External Authentication

This manual describes how to configure the IACBOX in order to use various backends for guest authentication and also for the WebAdmin interface.

Hint

  • The External Authentication module must be licensed separately.
  • Configured backends can also be used to authenticate users for the WebAdmin.
  • In order to create Surf-Tickets with configured backends, a ticket template must be assigned to be used with the module Authentication. This will also be explained in this manual.

General

The module External Authentication allows Surf-LAN users to use the default Ticket Login box on the Customer Logon Page to authenticate with credentials, which are available on external sources. The supported authentication methods are:

  • Active Directory
  • LDAP
  • MSSQL
  • MySQL
  • PostgreSQL
  • Radius
  • iPass
  • Local Database

Hint

  • The Local Database is always available, even if the module External Authentication is not licensed. The usage of the Local Database relates to the Local Users which can be created in the WebAdmin menu Tickets / Users.

Define a Ticket Template

If the External Authentication is used for the Client Logon Page, then a Ticket Template must be configured for this module.
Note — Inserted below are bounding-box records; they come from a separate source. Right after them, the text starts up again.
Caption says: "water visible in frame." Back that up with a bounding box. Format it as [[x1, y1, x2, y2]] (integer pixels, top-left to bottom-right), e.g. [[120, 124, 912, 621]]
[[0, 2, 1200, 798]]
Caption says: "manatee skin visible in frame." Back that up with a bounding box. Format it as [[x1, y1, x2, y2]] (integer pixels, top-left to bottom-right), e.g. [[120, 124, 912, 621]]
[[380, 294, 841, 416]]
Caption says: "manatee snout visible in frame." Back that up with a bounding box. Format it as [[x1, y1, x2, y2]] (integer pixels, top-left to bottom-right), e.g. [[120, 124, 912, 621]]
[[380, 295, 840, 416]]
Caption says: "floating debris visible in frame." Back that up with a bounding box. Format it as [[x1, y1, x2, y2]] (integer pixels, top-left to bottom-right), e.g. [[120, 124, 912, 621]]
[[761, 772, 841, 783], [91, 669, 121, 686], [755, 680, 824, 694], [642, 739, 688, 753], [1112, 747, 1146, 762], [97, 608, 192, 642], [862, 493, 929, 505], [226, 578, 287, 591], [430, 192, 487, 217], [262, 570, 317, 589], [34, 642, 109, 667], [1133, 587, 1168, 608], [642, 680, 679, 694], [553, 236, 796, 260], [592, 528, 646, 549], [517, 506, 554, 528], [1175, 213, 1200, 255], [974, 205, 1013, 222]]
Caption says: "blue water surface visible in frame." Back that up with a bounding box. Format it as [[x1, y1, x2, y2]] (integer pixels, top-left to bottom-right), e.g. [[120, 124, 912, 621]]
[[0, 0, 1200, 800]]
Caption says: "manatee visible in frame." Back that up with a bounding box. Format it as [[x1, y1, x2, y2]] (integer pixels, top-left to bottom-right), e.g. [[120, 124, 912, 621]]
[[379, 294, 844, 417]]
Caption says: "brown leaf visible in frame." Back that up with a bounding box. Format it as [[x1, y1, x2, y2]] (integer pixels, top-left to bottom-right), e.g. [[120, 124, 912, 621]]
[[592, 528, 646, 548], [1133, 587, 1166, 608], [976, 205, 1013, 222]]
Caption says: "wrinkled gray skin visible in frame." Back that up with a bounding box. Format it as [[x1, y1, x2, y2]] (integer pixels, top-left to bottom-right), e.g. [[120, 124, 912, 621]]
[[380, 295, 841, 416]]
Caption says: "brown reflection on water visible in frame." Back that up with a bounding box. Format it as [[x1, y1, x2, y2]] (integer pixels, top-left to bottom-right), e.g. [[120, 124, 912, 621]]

After activating the External Authentication in the WebAdmin menu Modules / Authentication, navigate to Tickets / Templates. Select a desired template to edit or create a new one for this case and configure the restrictions according to your requirements. Before saving the Ticket Template, activate the checkbox for Authentication, which can be found in the section Modules.

../_images/external_authentication_1.png

Activate User Template

If the External Authentication is being used to authenticate WebAdmin users, a User Template must be activated for this module. Therefore switch to the WebAdmin menu System / Manage User and create a new User Group which can be used for WebAdmin users which do authenticate via the External Authentication.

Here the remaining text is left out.